Roughly 9,000 Canada Border Services Agency workers started job actions across Canada on Friday as negotiations between the government and the unions continue.
The Public Service Alliance of Canada, which represents the workers alongside the Customs and Immigration Union, confirmed the work-to-rule actions in a statement.
“Our bargaining team representing CBSA employees has been in mediation with CBSA and Treasury all night and through to this morning, and we’re giving them a bit more time to negotiate at the table,” the statement read.
“In the meantime, work-to-rule actions are underway at border crossings and airports across the country.”
Work-to-rule includes actions that slow down operations, like refusing to work overtime, asking each border crosser every question in the manual to extend stops and full checks of receipts from cross-border shopping.
The Public Service Alliance of Canada said it had been bargaining with the government since 2018 and it served a strike notice on Tuesday. The union plans to hold a news conference later in the day.
A spokesperson for the Treasury Board of Canada told Global News in an email that mediation continued throughout the night, and that the “government is still at the table and will not walk away.”
The union’s work-to-rule actions are causing delays at the borders.
Commercial truck driver Andrew Baker said his delivery will be late as a result of waiting two-and-a-half hours at the Blue Water Bridge crossing near Sarnia, Ont.
Baker told Global News he left Ohio at 2:30 a.m. and was due to be in Toronto by noon.

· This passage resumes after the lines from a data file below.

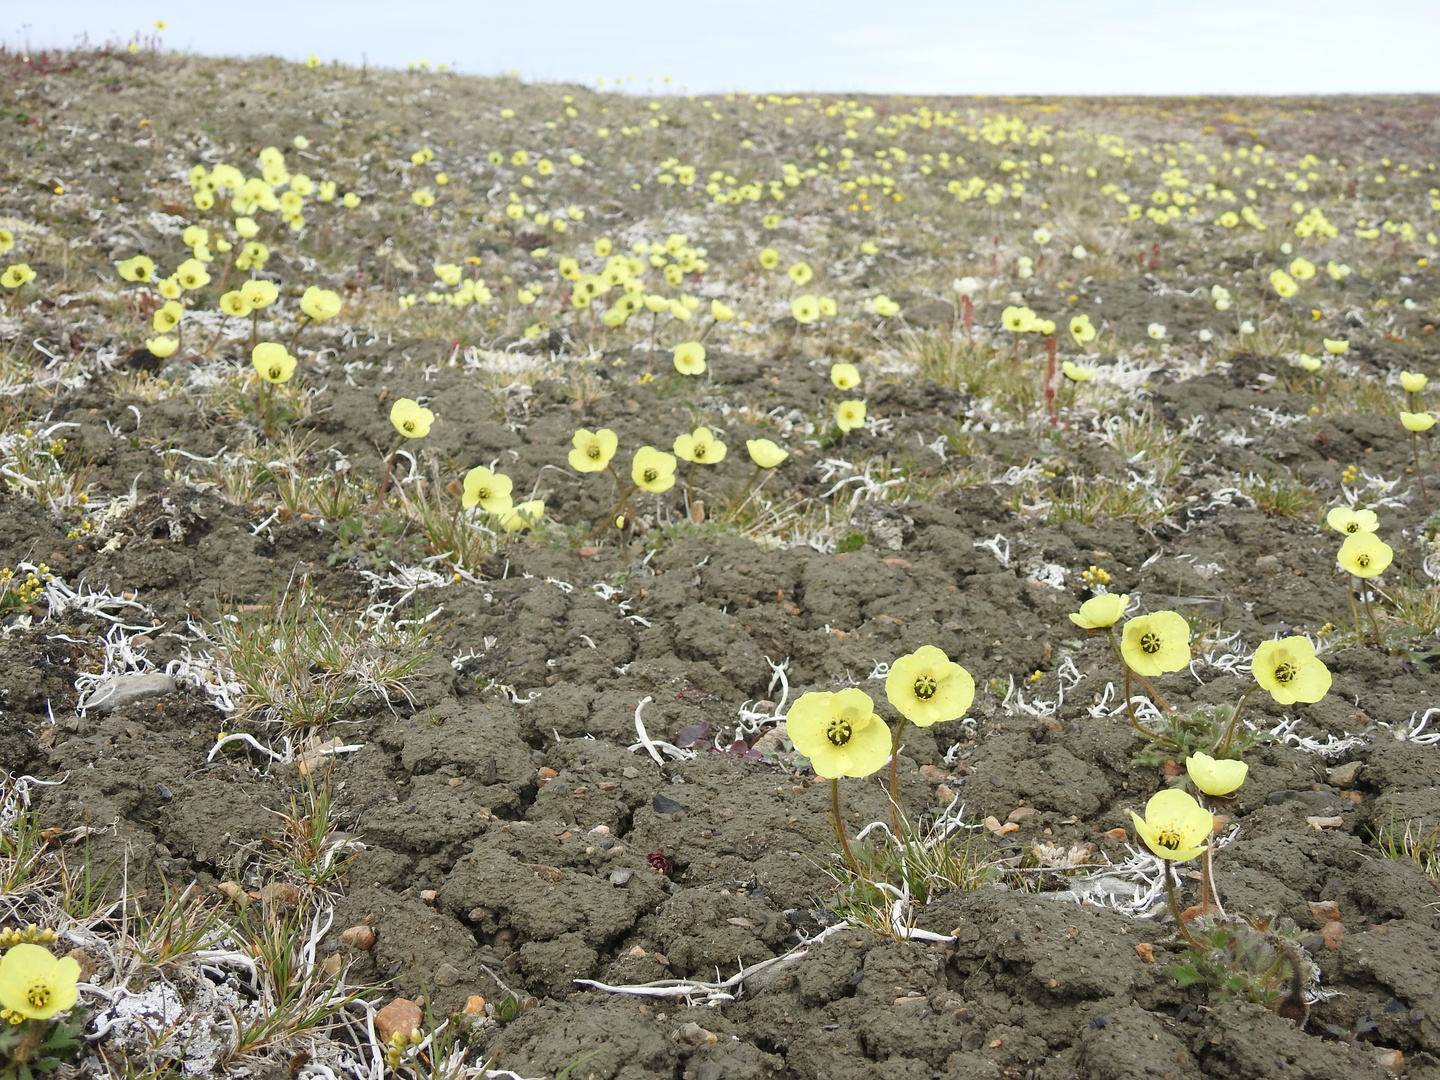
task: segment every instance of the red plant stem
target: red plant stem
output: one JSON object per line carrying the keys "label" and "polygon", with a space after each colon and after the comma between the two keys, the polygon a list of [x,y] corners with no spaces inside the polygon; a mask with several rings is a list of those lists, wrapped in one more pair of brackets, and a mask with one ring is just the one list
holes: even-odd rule
{"label": "red plant stem", "polygon": [[840,850],[845,852],[845,861],[850,865],[851,871],[856,877],[864,877],[860,873],[860,864],[855,861],[855,854],[850,850],[850,840],[845,835],[845,819],[840,814],[840,778],[830,778],[830,813],[835,820],[835,835],[840,838]]}
{"label": "red plant stem", "polygon": [[895,824],[895,839],[903,835],[900,826],[900,732],[905,729],[905,717],[895,725],[895,736],[890,741],[890,820]]}
{"label": "red plant stem", "polygon": [[1055,413],[1055,335],[1045,335],[1045,411],[1050,414],[1050,426],[1055,427],[1060,418]]}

He estimates his delivery will be an hour-and-a-half late.
“It’s irritating to be delayed,” he said. “But at the same time if I was a union employee who’s been without a contract for three years, you know, I think they’ve waited long enough to strike.”
In a statement to Global News, the CBSA said it expects border workers, 90 percent of whom have been deemed essential, to continue to “fulfill their duties with the highest level of integrity and professionalism.”
“That being said, travelers should plan for the possibility of additional processing time when crossing the border due in part to this labor action,” the CBSA said.
The dispute comes as Canada is preparing to allow fully vaccinated Americans to visit without having to quarantine starting Aug. 9.
Borders will open to travelers from other countries with the required doses of a COVID-19 shot on Sept. 7.
PSAC-CIU represents 5,500 border services officers, 2,000 headquarters staff, and other workers at Canada Post facilities and in inland enforcement jobs employed by the CBSA and Treasury Board Secretariat.
The union members have been without a contract for about three years because they and their employers have been unable to agree on better protections for staff that the union argues would bring them in line with other law enforcement personnel across Canada and address a “toxic” workplace culture.
Union members voted last month to strike as early as Friday if the two sides couldn’t reach an agreement.
The union said a public interest commission formed when a consensus couldn’t be reached. Several measures were outlined in late July that the unions said include discussions around a paid pensionable meal period for union members, paid firearm practice time, a fitness allowance for officers and new protections for disciplined employees.
The union also said the report encouraged the parties to negotiate expanded seniority rights for scheduling, parameters regarding student work, language ensuring officers aren’t required to work alone and a streamlining of grievance procedures.